First Gentleman of Puerto Rico
- In role August 7, 2019 – January 2, 2021
- Governor: Wanda Vázquez Garced
- Preceded by: Beatriz Rosselló (de jure) Vacant (de facto)
- Succeeded by: Vacant

Personal details
- Born: June 1, 1960 (age 66) Caguas, Puerto Rico
- Spouse: Wanda Vázquez Garced
- Children: Jorge Álvaro Díaz Rodríguez (alias Alvarito Díaz), Beatriz Díaz Vázquez y Stephanie Díaz Vázquez
- Education: Interamerican University of Puerto Rico School of Law (J.D.)
- Profession: Judge

= Jorge Díaz Reverón =

American judge

Jorge Díaz Reverón is a Puerto Rican judge. He was the first First Gentleman of Puerto Rico and the husband of Wanda Vázquez Garced. At the time, Díaz Reverón served as a superior court judge in Caguas.

== Career ==
Díaz Reverón graduated in 1987 from the Interamerican University of Puerto Rico School of Law. He began serving as a judge in December 2009 under the administration of Governor Luis Fortuño. He was a superior court trial judge in criminal matters at Caguas, Puerto Rico.

In December 2018, amid concerns of unlawful intervention on behalf of his wife, then Attorney General Wanda Vázquez Garced, Díaz Reverón was removed from the chamber.

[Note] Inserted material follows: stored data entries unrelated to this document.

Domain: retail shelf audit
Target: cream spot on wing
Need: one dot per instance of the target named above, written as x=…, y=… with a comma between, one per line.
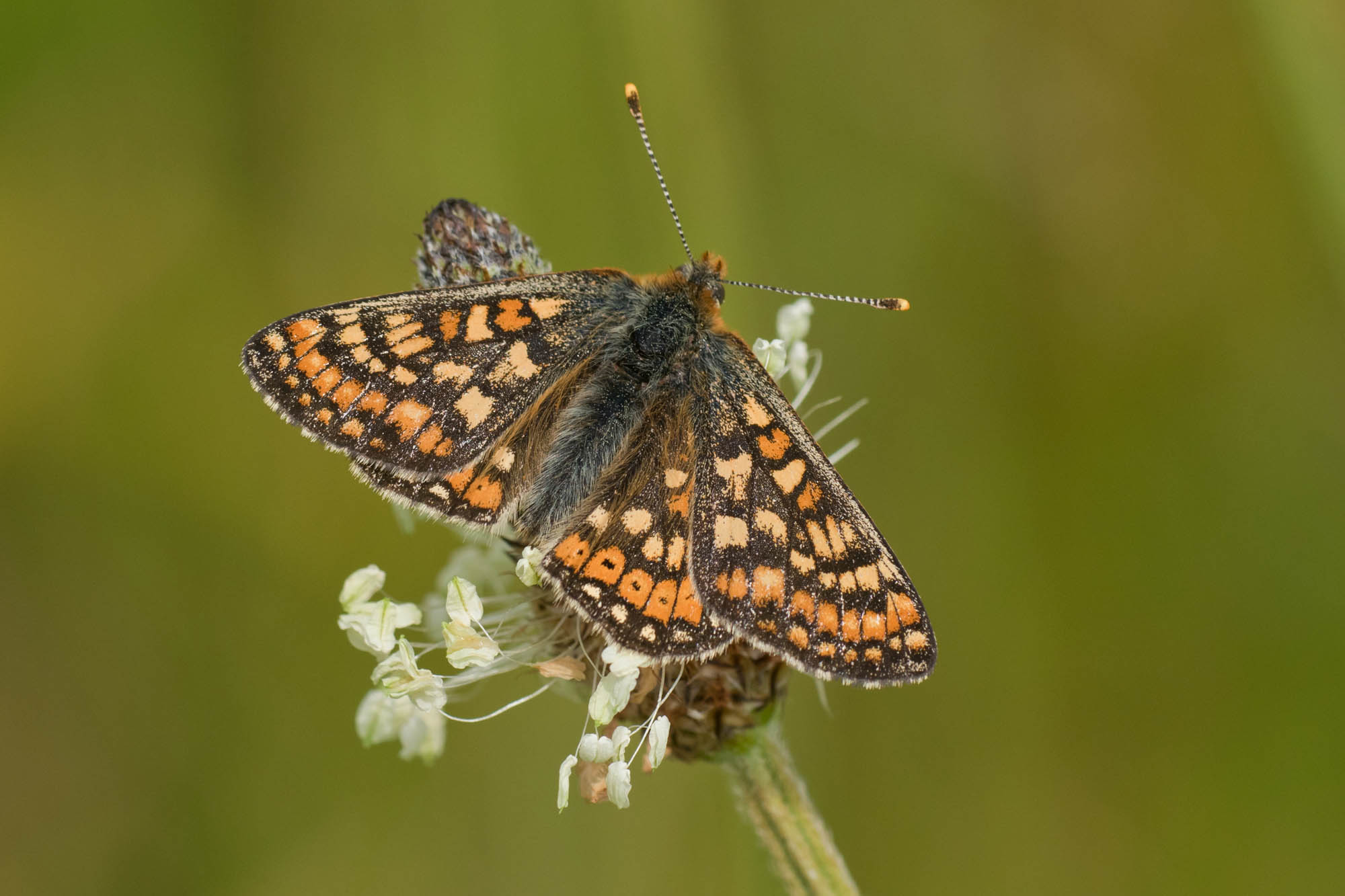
x=477, y=326
x=475, y=407
x=789, y=475
x=514, y=365
x=771, y=524
x=449, y=370
x=755, y=413
x=545, y=309
x=504, y=458
x=731, y=532
x=736, y=471
x=637, y=520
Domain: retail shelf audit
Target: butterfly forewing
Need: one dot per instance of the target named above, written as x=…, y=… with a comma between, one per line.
x=484, y=493
x=424, y=382
x=625, y=557
x=782, y=551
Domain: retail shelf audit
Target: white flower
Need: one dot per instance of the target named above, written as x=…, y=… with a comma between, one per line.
x=361, y=585
x=423, y=736
x=800, y=364
x=622, y=661
x=611, y=696
x=463, y=603
x=401, y=677
x=621, y=740
x=619, y=784
x=373, y=626
x=380, y=717
x=794, y=319
x=774, y=356
x=595, y=748
x=658, y=747
x=563, y=794
x=528, y=567
x=467, y=646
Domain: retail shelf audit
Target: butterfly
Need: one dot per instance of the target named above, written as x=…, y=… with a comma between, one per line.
x=617, y=424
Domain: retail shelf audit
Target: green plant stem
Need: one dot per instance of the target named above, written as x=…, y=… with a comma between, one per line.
x=774, y=798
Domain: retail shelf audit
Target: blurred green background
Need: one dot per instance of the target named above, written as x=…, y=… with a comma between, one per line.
x=1108, y=440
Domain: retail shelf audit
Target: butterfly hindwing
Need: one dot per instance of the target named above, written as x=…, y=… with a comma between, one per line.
x=424, y=382
x=782, y=551
x=623, y=559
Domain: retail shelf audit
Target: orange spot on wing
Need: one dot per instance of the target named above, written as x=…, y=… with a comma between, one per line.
x=303, y=329
x=410, y=416
x=851, y=624
x=430, y=438
x=661, y=600
x=313, y=364
x=346, y=393
x=802, y=604
x=688, y=604
x=905, y=608
x=606, y=565
x=572, y=552
x=508, y=317
x=872, y=624
x=767, y=585
x=373, y=401
x=449, y=323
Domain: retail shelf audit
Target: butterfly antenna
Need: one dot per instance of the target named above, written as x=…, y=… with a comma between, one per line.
x=633, y=100
x=894, y=304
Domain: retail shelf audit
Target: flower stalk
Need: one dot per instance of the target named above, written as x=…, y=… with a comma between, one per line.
x=774, y=798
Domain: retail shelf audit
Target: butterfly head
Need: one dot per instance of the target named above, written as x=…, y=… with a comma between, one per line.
x=705, y=278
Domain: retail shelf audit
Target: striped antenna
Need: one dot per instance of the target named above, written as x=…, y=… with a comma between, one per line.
x=892, y=304
x=633, y=100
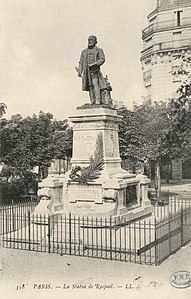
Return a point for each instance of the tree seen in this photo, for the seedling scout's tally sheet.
(2, 109)
(153, 123)
(130, 138)
(178, 137)
(30, 142)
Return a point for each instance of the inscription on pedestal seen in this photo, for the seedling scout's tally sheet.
(84, 144)
(84, 193)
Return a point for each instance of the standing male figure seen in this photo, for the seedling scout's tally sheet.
(89, 70)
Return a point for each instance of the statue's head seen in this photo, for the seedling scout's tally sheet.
(92, 41)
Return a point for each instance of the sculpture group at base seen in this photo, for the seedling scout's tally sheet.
(92, 78)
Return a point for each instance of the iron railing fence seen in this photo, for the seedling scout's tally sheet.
(165, 25)
(148, 241)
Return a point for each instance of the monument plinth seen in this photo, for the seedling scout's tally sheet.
(96, 184)
(88, 123)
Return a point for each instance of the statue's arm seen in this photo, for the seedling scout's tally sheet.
(101, 59)
(80, 67)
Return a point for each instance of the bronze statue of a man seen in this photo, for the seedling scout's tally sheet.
(89, 70)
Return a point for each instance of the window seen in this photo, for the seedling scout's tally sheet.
(178, 17)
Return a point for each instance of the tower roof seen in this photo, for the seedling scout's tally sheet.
(170, 4)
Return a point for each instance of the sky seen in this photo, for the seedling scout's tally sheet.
(41, 42)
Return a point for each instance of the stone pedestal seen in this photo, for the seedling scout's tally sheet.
(88, 122)
(51, 195)
(109, 194)
(114, 191)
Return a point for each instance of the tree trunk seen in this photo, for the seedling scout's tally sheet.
(158, 180)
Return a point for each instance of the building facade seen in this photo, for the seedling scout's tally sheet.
(165, 41)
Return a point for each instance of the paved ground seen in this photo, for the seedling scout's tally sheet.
(178, 187)
(29, 275)
(24, 274)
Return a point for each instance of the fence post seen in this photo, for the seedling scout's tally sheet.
(156, 255)
(182, 225)
(169, 230)
(29, 226)
(70, 234)
(110, 226)
(48, 235)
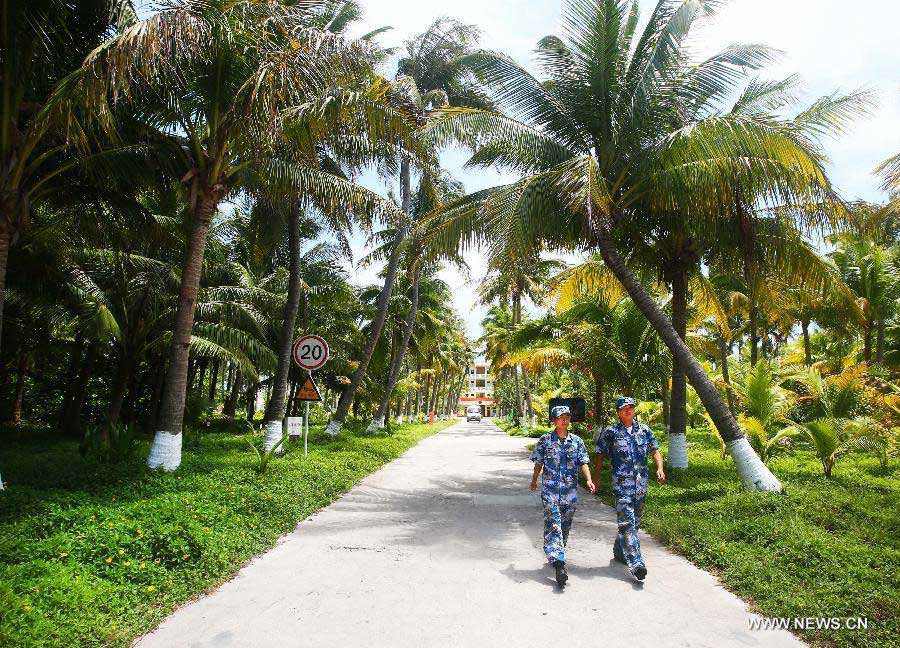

The Chief Justice of the Supreme Court of Puerto Rico, ordered an investigation based on judicial ethical concerns which later found no probable cause.

He became the first First Gentleman of Puerto Rico on August 7, 2019. In 2021 governor Pedro Pierluisi ascended him to an appeals court a move which his wife had considered while she was governor.

== Personal life ==
Díaz Reverón is married to politician and attorney Wanda Vázquez Garced. They have two daughters. From August 7, 2019 until January 2, 2021, they resided in La Fortaleza, the official mansion residence of the Governor of Puerto Rico.